Greg's keen eye spied a manner of marzipan treat we'd not tried before, which promises Edel Marzipan, which in one interpretation means "Noble Marzipan". Mmm. Nobel marzipan. Which reminds us of some pictures we saw of a marzipan fruit stand in Sicily, which was selling solid marzipan fruits, hand-made to look just like real fruits, full-size or more... there were a dozen half-bushel baskets filled with each kind of fruit. When we asked the person who'd taken that picture what one does with that much marzipan, the answer was "Uh... you... eat ... it?" as if it were a trick question of some sort. Clearly some people have a higher tolerance for marzipan than we have.
Another experiment this week, XXX Fresh Freaky Lemon Zahncreme und Mundwasser (toothpaste + mouthwash in one product). It smells *exactly* like a product we have for decalcifying the toilet bowl... so that's not encouraging. But sometimes a person can't resist the siren song of the deep discount table at InterSpar. (It actually doesn't taste too bad, but Holly only tried it in a homeopathic does. Greg has not tried it, and probably will never.)

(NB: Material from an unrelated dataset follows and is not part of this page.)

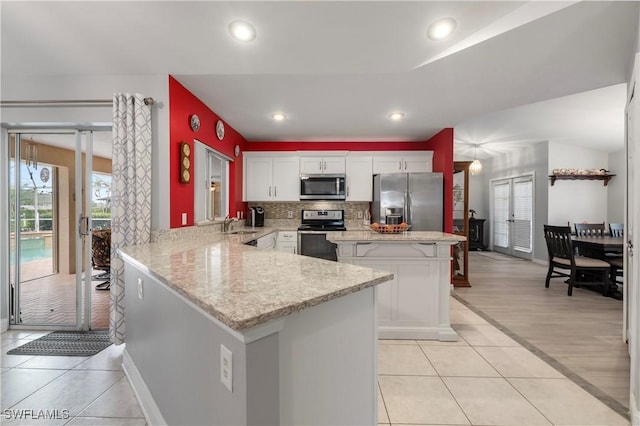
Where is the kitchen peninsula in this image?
[119,228,392,425]
[327,230,465,341]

At the grower's market, we discovered that it may already be a bit late for the delicate, mild radishes of spring, in that the bundle we bought this week included one the size of a racquetball (or, as you'll see, nearly the size of a cat's head), which was fiery. (Although, surprisingly, not pithy.) We've been trying not to put so many pictures of the cat, but she HAD to have the radish roots, so she's making a little cameo. Of course, she also tried to have the Edel Marzipan wrapper, and the string that keeps the camera lens cap... she was in a bit of a state because we'd just sampled some really excellent garlic salami, and apparently we hadn't given her anywhere NEAR as much of it as she wanted. The problem with cats is, they don't understand when you explain that the dietary requirements of cats for garlic-things is actually quite little.